[<prev] [next>] [<thread-prev] [thread-next>] [day] [month] [year] [list]
Message-ID: <f049d74b59323ed2ad16a0b52de86f157ae353ce.camel@redhat.com>
Date: Wed, 08 Mar 2023 09:55:31 +0100
From: Paolo Abeni <pabeni@...hat.com>
To: Andrew Morton <akpm@...ux-foundation.org>
Cc: netdev@...r.kernel.org, Soheil Hassas Yeganeh <soheil@...gle.com>,
Al Viro <viro@...iv.linux.org.uk>,
Carlos Maiolino <cmaiolino@...hat.com>,
Eric Biggers <ebiggers@...nel.org>,
Jacob Keller <jacob.e.keller@...el.com>,
Jens Axboe <axboe@...nel.dk>,
Christian Brauner <brauner@...nel.org>,
linux-fsdevel@...r.kernel.org
Subject: Re: [PATCH v4 RESEND] epoll: use refcount to reduce ep_mutex
contention
On Tue, 2023-03-07 at 13:30 -0800, Andrew Morton wrote:
> On Tue, 7 Mar 2023 19:46:37 +0100 Paolo Abeni <pabeni@...hat.com> wrote:
>
> > We are observing huge contention on the epmutex during an http
> > connection/rate test:
> >
> > 83.17% 0.25% nginx [kernel.kallsyms] [k] entry_SYSCALL_64_after_hwframe
> > [...]
> > |--66.96%--__fput
> > |--60.04%--eventpoll_release_file
> > |--58.41%--__mutex_lock.isra.6
> > |--56.56%--osq_lock
> >
> > The application is multi-threaded, creates a new epoll entry for
> > each incoming connection, and does not delete it before the
> > connection shutdown - that is, before the connection's fd close().
> >
> > Many different threads compete frequently for the epmutex lock,
> > affecting the overall performance.
> >
> > To reduce the contention this patch introduces explicit reference counting
> > for the eventpoll struct.

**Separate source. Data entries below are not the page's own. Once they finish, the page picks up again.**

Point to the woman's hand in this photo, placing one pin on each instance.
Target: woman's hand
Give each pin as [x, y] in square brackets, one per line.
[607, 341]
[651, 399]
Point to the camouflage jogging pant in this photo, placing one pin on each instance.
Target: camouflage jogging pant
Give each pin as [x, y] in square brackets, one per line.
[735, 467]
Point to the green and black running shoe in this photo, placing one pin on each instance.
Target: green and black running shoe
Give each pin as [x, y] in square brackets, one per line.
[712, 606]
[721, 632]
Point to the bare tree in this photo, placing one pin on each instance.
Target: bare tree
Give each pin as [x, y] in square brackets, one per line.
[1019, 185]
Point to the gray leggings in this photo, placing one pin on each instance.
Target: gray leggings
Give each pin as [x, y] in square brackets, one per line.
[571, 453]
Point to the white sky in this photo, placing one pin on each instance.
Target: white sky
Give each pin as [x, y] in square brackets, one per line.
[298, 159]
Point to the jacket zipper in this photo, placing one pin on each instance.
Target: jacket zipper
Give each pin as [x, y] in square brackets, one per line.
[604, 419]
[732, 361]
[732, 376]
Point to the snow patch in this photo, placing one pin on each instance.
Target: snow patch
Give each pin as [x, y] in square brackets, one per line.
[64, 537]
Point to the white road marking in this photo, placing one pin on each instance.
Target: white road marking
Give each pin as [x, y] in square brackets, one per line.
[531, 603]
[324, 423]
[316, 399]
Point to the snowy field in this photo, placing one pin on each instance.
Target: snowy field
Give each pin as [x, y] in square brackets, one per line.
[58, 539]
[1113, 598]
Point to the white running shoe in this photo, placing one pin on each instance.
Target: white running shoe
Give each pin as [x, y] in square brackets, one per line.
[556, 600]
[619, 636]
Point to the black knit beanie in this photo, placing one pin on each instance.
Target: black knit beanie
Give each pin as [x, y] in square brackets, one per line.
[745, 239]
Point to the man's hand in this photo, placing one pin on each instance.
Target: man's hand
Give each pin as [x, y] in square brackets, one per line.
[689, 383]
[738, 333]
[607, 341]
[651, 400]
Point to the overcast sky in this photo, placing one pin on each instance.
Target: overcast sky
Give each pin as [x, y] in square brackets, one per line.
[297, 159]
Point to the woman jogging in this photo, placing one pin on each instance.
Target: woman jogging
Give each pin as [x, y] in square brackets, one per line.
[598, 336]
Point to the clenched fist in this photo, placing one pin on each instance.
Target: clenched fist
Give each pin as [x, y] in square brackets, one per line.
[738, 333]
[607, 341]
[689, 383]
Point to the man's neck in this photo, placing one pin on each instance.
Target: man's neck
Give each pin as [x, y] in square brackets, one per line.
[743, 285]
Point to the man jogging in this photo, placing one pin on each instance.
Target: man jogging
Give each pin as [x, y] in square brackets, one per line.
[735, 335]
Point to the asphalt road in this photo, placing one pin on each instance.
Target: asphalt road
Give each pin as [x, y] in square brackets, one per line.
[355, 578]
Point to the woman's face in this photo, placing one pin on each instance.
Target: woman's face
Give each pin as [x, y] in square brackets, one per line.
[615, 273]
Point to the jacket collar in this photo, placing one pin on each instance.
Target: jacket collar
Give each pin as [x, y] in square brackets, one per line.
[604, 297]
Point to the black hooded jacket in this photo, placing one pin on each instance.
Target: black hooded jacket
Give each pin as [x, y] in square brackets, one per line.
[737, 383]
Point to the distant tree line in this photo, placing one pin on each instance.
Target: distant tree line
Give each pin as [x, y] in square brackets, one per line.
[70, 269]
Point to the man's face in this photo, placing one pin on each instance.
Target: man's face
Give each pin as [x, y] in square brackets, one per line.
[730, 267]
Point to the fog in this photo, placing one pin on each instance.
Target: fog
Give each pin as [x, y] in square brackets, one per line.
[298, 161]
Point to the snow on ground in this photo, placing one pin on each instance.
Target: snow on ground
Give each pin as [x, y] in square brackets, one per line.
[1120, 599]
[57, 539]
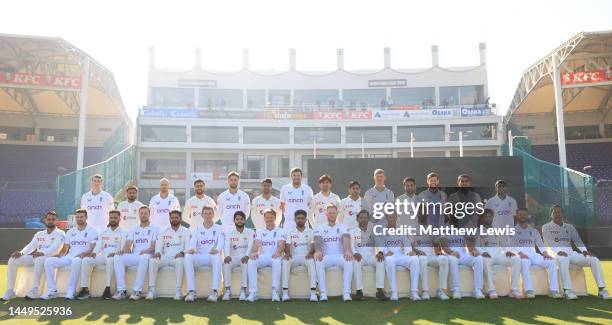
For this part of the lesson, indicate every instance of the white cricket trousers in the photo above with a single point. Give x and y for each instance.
(539, 260)
(513, 262)
(475, 262)
(260, 262)
(407, 261)
(580, 260)
(192, 261)
(339, 261)
(127, 260)
(368, 260)
(25, 260)
(295, 261)
(53, 263)
(227, 272)
(89, 263)
(439, 261)
(156, 263)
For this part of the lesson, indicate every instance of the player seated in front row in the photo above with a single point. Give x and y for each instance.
(332, 244)
(461, 250)
(526, 243)
(44, 244)
(427, 248)
(139, 247)
(110, 241)
(299, 252)
(78, 243)
(364, 254)
(204, 249)
(267, 251)
(238, 245)
(170, 249)
(494, 250)
(397, 250)
(559, 237)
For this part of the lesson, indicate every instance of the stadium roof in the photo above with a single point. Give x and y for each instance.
(585, 64)
(44, 75)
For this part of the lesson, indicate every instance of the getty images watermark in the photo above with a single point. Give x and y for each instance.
(458, 210)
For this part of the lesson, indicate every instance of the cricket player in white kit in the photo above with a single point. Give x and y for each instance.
(207, 241)
(398, 252)
(267, 251)
(129, 209)
(238, 246)
(78, 243)
(461, 250)
(44, 244)
(299, 252)
(193, 207)
(427, 248)
(293, 197)
(332, 244)
(170, 249)
(365, 254)
(493, 249)
(263, 202)
(110, 241)
(321, 200)
(97, 203)
(351, 205)
(231, 200)
(503, 206)
(559, 236)
(161, 205)
(139, 246)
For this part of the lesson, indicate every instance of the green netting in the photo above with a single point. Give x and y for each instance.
(547, 184)
(117, 172)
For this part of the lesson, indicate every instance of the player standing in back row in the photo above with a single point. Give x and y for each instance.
(294, 196)
(231, 200)
(97, 203)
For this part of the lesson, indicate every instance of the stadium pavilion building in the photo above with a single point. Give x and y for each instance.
(202, 124)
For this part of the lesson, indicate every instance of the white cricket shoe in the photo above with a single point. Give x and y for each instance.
(8, 295)
(313, 297)
(286, 295)
(213, 297)
(191, 296)
(227, 295)
(252, 296)
(151, 295)
(49, 295)
(442, 295)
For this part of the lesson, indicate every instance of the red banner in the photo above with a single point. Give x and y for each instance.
(586, 77)
(39, 80)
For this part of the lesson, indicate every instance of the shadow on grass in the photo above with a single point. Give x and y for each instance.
(543, 310)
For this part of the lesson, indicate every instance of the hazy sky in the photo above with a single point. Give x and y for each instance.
(117, 34)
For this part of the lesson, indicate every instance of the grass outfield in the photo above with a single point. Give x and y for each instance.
(542, 310)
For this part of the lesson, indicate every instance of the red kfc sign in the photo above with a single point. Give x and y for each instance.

Each registered event acquires a reference,
> > and references are released at ep_remove() time.
> >
> > Additionally, this introduces a new 'dying' flag to prevent races between
> > the EP file close() and the monitored file close().
> > ep_eventpoll_release() marks, under f_lock spinlock, each epitem as before
>
> "as dying"?
>
> > removing it, while EP file close() does not touch dying epitems.
>
> The need for this dying flag is somewhat unclear to me. I mean, if we
> have refcounting done correctly, why the need for this flag? Some
> additional description of the dynamics would be helpful.
>
> Methinks this flag is here to cope with the delayed freeing via
> hlist_del_rcu(), but that's a guess?
First thing first, thanks for the feedback!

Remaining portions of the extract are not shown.